October 01, 2014

No, You Won't Be Charged to Take Photos of Your Wilderness Hike

Lots of hysteria recently around an admittedly poorly present U. S. Forest Service announcement on fees for commercial photographers in wilderness areas. Typical was this from the Outdoor Wire's Jim Shepherd:
It may sound far-fetched, but a program like this could mean a wilderness visitor who snapped a photo using a smartphone and later posted it on a personal blog could be considered a "media outlet" and face a $1000 fine.
It not only may sound far-fetched, it is far-fetched. As this headline reads, "No, the Forest Service is Not Planning to Charge You $1500 to Photograph the Wilderness."
Put away the pitchforks, folks. After reading some of the recent horribly misleading media coverage of a proposal by the US Forest Service, you might think that members of the media (down to – and yes, including! – us lowly bloggers) are about to be banned from all National Forest lands. You might even be forgiven for thinking wildlife, landscape, or casual photographers selling their prints online or at a local art show or gallery are about to be hit with an onerous fine.
I checked with semi-pro photographer Jackson Frishman, who does lots of photography in designated wilderness areas. His response, via email
I'm guessing the FS is mainly viewing it as a way to keep productions out of wilderness that don't really need to be there (e.g., the Lone Ranger 2 doesn't need scenes filmed inside the wilderness boundary, find a non-wilderness location instead), but I'd question whether that's actually a common enough problem to merit a solution, given the existing rules of wilderness and the logistical needs of major productions.
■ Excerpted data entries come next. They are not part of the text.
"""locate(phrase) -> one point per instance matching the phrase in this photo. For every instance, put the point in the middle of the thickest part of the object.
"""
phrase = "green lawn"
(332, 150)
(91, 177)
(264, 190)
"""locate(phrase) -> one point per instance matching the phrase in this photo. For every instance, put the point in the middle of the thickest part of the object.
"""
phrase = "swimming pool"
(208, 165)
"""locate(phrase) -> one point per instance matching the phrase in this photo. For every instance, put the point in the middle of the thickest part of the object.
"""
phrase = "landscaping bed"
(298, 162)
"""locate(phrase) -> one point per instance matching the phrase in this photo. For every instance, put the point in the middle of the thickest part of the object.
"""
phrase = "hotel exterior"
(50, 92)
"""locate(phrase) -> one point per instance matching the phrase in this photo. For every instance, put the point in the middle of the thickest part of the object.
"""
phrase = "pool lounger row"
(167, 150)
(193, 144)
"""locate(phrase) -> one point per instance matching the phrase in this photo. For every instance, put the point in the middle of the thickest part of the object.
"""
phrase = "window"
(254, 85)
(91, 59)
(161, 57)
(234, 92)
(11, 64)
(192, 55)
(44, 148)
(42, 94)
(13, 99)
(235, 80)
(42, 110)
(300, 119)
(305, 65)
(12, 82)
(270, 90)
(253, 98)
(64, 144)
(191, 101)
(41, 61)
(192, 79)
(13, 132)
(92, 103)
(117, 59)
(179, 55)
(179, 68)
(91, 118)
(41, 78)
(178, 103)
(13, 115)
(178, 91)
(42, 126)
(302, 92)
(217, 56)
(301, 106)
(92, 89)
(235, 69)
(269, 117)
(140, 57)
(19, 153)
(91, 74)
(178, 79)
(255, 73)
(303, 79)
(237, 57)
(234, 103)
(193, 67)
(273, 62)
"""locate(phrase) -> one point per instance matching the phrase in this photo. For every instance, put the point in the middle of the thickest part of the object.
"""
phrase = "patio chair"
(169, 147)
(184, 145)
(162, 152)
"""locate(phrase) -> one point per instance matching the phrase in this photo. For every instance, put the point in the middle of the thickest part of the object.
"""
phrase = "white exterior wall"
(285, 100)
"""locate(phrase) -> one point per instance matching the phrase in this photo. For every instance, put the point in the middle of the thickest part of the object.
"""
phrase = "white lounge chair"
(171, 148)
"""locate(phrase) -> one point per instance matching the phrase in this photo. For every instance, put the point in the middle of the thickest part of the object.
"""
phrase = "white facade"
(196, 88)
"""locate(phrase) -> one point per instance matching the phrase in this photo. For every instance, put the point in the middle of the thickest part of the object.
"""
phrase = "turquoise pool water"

I could see those guidelines being used to harass investigative journalism critical of FS policy (though to be fair, such a situation might also be pretty much non-existent in practice).
Read the Forest Service's "we didn't mean it like that" news release here.

What we have here is just fed-bashing from the usual suspects. Given that it is an election year — and we have a Colorado Republican gubernatorial candidate who wants to see public lands handed over to the state or privatized (Colorado, that can barely fund its state parks, is going to take over, e.g., Rocky Mountain National Park??) — I can't help but see a connection.